Side related note: I think we should have a way to create a client once and re-use it throughout the execution. The validateInvocation function is sometimes used for that and I dislike it very much, because it's so side-effecty, violating the single responsibility principal.

ndowmon commented 3 years ago

Maybe the term enabled is better for this function:

const step = {
  id: 'step-id',
  name: 'step-name',
  entities: [],
  relationships: [],
  enabled: async (context) => {
    const client = new ApiClient(context.instance.config);
    const clientPermissions = await client.getPermissions();
    return clientPermissions.includes(permissions.bucketRead);
  },
  executionHandler: stepHandler,
}
ndowmon commented 3 years ago

But this method above doesn't allow for self-documentation about permissions, sadly.

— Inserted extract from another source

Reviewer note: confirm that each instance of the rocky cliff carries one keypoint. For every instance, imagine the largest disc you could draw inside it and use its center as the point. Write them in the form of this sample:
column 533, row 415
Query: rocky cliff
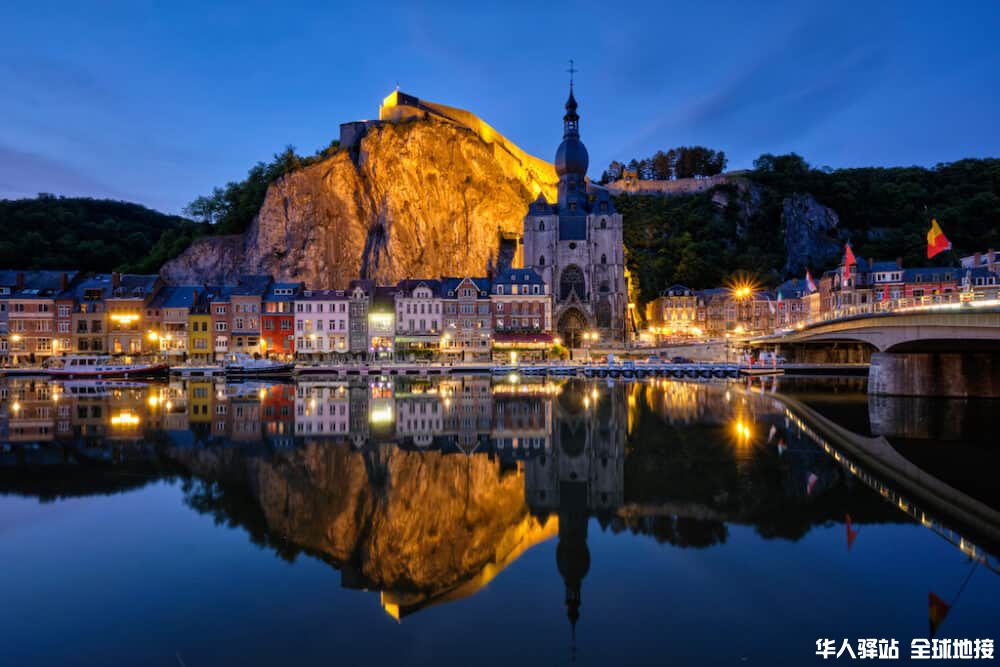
column 810, row 233
column 420, row 198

mknoedel commented 3 years ago

You know, thinking about it again, we should be able to pull out scopes from the access tokens we are using to make api calls so long as the integrations are using JWTs (which perhaps most are?). Below is an example from MS365 project once you decode the JWT (decoded using https://jwt.io) image

I think due to the documentation benefits of having a permissions or scopes key on the step declarations, that likely makes more sense.